А те в ответ, как из миски:
— Так это три дня, а ты похворай три месяца, тогда посмотрим, кто тебе «в диван подаст»!
— А Валя-дочка даже, прости Господи, по-матерному на меня: «Детей не помогла поставить?» Да как же не помогла? Два года один на руке, другая за руку, и Петра ходила, две тысячи пятьсот рублей своих выплатила, чтоб его на ноги поставить, хоть у него и нет их — ног… А он, Пётр, жалеет, говорит: «Одна ты у меня мать, а все остальные — мать их…». За зло отместников много, а за добро — с фонарём не сыщешь, — горевала бабуля.

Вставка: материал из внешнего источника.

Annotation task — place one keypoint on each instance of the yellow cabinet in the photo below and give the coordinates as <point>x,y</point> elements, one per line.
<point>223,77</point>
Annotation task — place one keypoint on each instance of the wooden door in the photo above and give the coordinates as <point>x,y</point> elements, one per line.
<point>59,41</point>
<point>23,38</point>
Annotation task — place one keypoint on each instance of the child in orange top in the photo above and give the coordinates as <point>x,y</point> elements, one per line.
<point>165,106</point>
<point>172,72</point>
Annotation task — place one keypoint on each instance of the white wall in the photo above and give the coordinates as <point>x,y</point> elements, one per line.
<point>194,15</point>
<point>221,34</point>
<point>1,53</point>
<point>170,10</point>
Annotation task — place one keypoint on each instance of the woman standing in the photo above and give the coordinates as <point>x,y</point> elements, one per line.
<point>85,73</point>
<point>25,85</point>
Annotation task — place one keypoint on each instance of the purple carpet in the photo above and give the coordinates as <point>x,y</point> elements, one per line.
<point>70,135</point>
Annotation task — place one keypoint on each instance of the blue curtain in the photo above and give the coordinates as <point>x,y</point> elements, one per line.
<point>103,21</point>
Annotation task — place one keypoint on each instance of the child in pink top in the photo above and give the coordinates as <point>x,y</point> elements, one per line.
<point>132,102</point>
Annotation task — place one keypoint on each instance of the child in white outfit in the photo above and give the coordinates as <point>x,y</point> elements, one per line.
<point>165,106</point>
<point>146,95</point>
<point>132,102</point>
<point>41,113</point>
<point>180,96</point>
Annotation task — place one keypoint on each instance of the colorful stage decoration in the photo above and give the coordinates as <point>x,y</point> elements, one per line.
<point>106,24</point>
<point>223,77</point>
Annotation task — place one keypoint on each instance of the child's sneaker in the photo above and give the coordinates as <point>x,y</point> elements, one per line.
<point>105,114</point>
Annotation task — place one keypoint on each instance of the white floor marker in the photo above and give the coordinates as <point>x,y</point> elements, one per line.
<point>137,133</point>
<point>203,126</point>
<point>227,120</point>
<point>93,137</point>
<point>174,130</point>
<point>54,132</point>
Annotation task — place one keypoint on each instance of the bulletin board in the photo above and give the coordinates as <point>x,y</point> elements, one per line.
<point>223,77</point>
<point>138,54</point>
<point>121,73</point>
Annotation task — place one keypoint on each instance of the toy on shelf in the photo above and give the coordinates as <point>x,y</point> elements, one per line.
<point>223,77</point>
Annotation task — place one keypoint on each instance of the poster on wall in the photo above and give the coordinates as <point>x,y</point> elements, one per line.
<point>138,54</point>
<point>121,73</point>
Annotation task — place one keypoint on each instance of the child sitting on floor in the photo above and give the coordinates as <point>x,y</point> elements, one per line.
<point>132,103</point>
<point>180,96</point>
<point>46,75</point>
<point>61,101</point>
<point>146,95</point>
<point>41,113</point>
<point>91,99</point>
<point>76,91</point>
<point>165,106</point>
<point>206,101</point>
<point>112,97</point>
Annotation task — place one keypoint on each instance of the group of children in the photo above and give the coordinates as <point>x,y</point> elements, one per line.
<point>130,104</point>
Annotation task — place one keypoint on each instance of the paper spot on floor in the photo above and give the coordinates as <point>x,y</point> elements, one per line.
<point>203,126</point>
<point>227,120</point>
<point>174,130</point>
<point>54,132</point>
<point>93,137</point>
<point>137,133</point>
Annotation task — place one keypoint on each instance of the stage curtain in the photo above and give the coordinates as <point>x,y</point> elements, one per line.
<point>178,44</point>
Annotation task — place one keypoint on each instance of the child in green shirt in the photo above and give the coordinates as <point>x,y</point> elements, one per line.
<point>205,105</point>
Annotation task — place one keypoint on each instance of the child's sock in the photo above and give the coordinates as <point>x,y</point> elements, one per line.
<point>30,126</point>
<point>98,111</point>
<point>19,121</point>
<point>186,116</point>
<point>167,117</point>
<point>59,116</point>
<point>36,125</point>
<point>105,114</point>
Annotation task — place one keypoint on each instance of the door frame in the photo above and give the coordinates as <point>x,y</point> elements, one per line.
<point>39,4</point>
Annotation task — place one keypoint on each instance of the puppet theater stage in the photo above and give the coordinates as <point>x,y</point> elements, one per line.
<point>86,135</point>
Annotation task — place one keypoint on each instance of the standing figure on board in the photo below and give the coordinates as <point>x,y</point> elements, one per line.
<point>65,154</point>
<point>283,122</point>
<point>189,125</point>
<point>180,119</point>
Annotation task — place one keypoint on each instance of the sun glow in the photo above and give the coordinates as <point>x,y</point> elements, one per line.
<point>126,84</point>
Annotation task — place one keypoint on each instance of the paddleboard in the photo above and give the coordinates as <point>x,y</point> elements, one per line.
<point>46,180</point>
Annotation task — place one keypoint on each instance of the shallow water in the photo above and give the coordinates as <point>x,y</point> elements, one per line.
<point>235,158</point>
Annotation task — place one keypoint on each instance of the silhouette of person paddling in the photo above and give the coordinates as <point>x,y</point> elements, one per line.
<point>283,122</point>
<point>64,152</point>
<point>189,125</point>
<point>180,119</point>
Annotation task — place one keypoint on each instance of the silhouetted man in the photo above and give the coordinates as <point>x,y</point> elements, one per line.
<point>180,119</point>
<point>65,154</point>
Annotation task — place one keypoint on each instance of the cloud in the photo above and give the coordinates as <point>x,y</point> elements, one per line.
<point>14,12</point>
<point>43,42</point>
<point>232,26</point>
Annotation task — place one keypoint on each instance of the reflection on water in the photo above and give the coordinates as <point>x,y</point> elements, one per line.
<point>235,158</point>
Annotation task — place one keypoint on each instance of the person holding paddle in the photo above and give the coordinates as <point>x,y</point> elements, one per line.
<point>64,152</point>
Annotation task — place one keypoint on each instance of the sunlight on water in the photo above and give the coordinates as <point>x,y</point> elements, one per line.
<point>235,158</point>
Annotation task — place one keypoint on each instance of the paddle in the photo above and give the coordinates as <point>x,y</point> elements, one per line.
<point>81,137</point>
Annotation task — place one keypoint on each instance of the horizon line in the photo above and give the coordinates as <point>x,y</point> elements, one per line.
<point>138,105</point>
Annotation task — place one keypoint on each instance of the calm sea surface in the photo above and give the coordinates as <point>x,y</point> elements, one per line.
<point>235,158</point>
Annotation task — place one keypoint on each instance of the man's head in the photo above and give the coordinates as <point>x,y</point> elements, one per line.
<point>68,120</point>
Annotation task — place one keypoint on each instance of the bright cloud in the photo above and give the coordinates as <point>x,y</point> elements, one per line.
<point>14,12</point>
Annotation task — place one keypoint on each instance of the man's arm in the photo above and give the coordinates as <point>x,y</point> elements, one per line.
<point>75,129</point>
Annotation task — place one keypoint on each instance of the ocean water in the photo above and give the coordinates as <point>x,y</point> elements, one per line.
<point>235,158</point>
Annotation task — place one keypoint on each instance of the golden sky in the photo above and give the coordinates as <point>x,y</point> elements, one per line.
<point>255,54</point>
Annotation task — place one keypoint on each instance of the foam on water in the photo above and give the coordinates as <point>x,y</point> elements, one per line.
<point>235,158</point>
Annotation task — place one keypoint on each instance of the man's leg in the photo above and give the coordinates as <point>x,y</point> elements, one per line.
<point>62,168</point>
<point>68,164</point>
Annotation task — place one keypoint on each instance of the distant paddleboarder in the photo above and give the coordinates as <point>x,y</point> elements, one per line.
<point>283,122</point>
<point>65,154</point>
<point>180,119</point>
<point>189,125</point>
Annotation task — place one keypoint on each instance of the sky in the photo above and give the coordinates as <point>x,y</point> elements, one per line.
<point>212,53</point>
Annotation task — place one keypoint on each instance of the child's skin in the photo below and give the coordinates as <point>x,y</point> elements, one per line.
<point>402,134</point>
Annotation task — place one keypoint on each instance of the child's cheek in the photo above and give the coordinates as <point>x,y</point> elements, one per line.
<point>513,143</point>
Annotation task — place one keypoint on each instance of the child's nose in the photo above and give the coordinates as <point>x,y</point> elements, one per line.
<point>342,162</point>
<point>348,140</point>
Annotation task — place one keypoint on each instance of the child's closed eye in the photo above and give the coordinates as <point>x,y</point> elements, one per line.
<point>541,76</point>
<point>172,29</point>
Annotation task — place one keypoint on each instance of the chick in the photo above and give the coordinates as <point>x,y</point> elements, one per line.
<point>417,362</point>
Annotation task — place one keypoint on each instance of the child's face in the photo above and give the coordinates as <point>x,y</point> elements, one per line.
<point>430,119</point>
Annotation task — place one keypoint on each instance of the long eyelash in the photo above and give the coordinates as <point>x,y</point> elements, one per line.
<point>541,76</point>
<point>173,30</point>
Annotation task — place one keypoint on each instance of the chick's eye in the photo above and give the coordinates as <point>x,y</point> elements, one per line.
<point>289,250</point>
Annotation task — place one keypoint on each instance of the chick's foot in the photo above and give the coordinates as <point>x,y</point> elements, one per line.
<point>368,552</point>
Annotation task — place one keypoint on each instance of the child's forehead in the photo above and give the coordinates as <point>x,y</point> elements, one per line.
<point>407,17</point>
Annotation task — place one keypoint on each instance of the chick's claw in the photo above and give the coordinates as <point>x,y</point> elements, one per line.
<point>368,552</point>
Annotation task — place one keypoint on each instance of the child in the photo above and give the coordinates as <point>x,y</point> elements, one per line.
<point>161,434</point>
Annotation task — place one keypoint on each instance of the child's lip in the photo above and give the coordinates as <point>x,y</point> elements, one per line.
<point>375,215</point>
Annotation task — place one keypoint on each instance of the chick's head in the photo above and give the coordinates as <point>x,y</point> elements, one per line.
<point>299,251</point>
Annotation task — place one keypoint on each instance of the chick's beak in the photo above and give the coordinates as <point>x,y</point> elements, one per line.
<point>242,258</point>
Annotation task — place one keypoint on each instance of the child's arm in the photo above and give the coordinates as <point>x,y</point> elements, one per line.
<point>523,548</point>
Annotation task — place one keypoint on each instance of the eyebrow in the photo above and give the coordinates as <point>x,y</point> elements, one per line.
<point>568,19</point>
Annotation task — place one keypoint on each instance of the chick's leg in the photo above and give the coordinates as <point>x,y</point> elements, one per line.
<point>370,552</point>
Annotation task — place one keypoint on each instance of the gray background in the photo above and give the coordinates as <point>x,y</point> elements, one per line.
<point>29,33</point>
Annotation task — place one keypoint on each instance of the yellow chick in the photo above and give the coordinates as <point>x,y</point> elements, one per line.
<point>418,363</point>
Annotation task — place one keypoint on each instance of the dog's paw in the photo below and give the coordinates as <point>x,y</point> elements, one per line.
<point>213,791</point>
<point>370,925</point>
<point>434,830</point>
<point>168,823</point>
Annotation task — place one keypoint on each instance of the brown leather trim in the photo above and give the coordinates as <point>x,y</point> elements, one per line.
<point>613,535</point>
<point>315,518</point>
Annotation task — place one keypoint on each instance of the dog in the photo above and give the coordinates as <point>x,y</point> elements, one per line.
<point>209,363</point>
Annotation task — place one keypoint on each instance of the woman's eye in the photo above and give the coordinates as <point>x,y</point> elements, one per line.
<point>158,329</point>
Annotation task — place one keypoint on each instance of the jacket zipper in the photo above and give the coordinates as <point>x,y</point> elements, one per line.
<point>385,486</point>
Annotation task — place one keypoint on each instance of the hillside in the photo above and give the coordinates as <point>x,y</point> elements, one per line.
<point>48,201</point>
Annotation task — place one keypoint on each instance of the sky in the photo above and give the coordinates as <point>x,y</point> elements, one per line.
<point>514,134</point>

Тиранили бабку, тиранили, а Пётр-зять всё настаивал, что, мол, он-то её жалеет, но всё равно живёт она у чужих и по-настоящему помирать ей негде будет. Он, мол, её хоть и жалеет, а домой не пустит. Бабка всё насупротив говорила, да защищалась, как могла:
— А почему у чужих?! Потому как нет тут житья. Места нету. Лада нету.
— А как занеможешь? — настаивало дружное семейство.
— Так оне ж за мной ходить будут!
— Долго не будут.
— Так в больницу положат.
— А опосля больницы?
— А куда повезут, туда и поеду.
— А опосля?!
— А опосля на гробки, как и все. Да сперва вот сюды. Тут буду преставляться, где прописанная законно.